Luedicke, Belkacem und Koç gegen Deutschland vom 28. November 1978, Serie A,
Band 62, Ziff. 48, sowie i.S. Kamasinski gegen Österreich vom 19. Dezember
1989, Serie A, Band 168, Ziff. 74). Dadurch wird dem der Gerichtssprache
nicht mächtigen Angeklagten ermöglicht, die ihn betreffenden
Verfahrensvorgänge zu verstehen und sich im Verfahren verständlich zu
machen: Er soll nicht aufgrund seiner Fremdsprachigkeit zum blossen Objekt
des Verfahrens herabgesetzt werden. Die Kostenlosigkeit der Unterstützung
durch einen Dolmetscher ist zudem geeignet, einer Ungleichbehandlung des
sprachunkundigen Angeklagten durch Kostenfolgen entgegenzuwirken, die auf
einen Angeklagten, der die Gerichtssprache versteht, nicht zukommen können.

  Der Entscheid des Bundesstrafgerichts, die Übersetzungskosten nicht dem
Verurteilten zu überbinden, kann sich nicht auf Art. 6 Ziff. 3 lit. e EMRK
stützen. Der Verurteilte war als griechisch-schweizerischer Doppelbürger mit
der - deutschen - Gerichtssprache vertraut. Er verstand aber auch die aus
Griechenland übermittelten Unterlagen. Diese mussten nicht wegen ihm
übersetzt werden, sondern weil Strafverfolgungsbehörde und Gericht sie sonst
nicht verstanden hätten. Damit aber ist nicht die menschenrechtliche
Garantie eines der Gerichtssprache nicht kundigen Angeklagten betroffen.

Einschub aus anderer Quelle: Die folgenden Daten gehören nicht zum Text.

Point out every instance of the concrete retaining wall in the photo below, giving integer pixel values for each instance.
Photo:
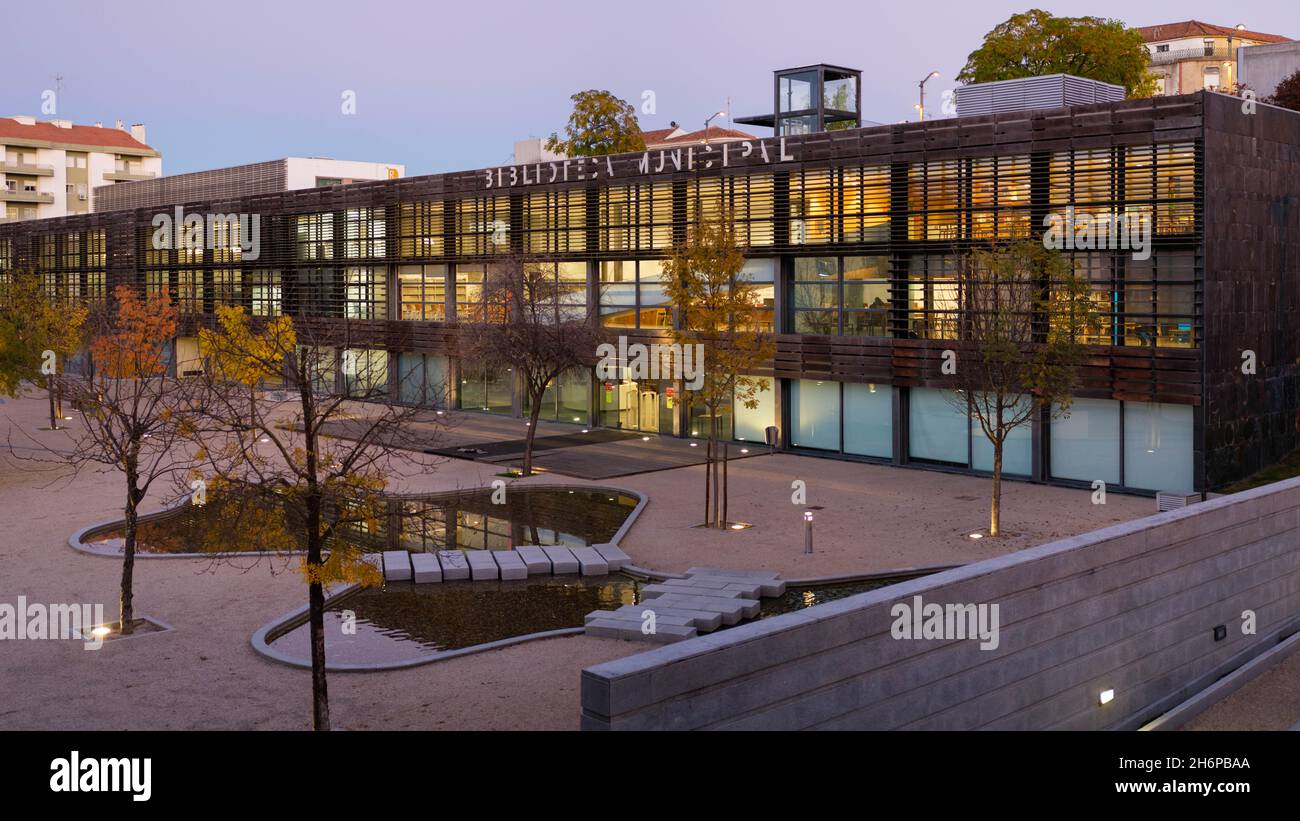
(1130, 608)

  5.2  Gemäss Art. 172 Abs. 1 Satz 1 BStP werden in der Regel die Kosten des
Strafverfahrens einschliesslich derjenigen des Ermittlungsverfahrens,

der Voruntersuchung sowie der Anklageerhebung und -vertretung dem
Verurteilten auferlegt. Die Übersetzungskosten, soweit Art. 6 Ziff. 3 lit. e
EMRK nicht anwendbar ist, gehören zu den Verfahrenskosten, die grundsätzlich
vom Verurteilten zu tragen sind. Jedoch sieht Art. 172 Abs. 1 Satz 2 BStP
vor, dass das Gericht den Verurteilten aus besonderen Gründen ganz oder
teilweise von der Kostenpflicht befreien kann. Dies kann namentlich geboten
sein, wenn die soziale Wiedereingliederung aufgrund der
Kostentragungspflicht gefährdet wäre, was allerdings nicht generell, sondern
nur aufgrund der konkreten Umstände des Einzelfalls angenommen werden darf
(BGE 133 IV 187 E. 6).

  Besondere Gründe für eine Kostenbefreiung sind aber auch anderweitig
denkbar. Die Kosten für die Übersetzung der griechischen Untersuchungsakten
und Dokumente sind hier deshalb entstanden, weil der Beschwerdegegner als
schweizerisch-griechischer Doppelbürger nicht an Griechenland ausgeliefert
werden konnte und die Schweiz deshalb auf Ersuchen des griechischen
Justizministeriums die strafrechtliche Verfolgung übernommen hat. In der
besonderen Situation, dass ein angeschuldigter Schweizer von seinem
verfassungsrechtlich verbürgten Anspruch Gebrauch machte, nicht ausgeliefert
zu werden (Art. 25 Abs. 1 BV), mag ein hinreichender Grund gesehen werden,
ihn von den gerade deshalb angefallenen Übersetzungskosten zu befreien. Das
Urteil des Bundesstrafgerichts kann daher in diesem Punkt bestätigt werden.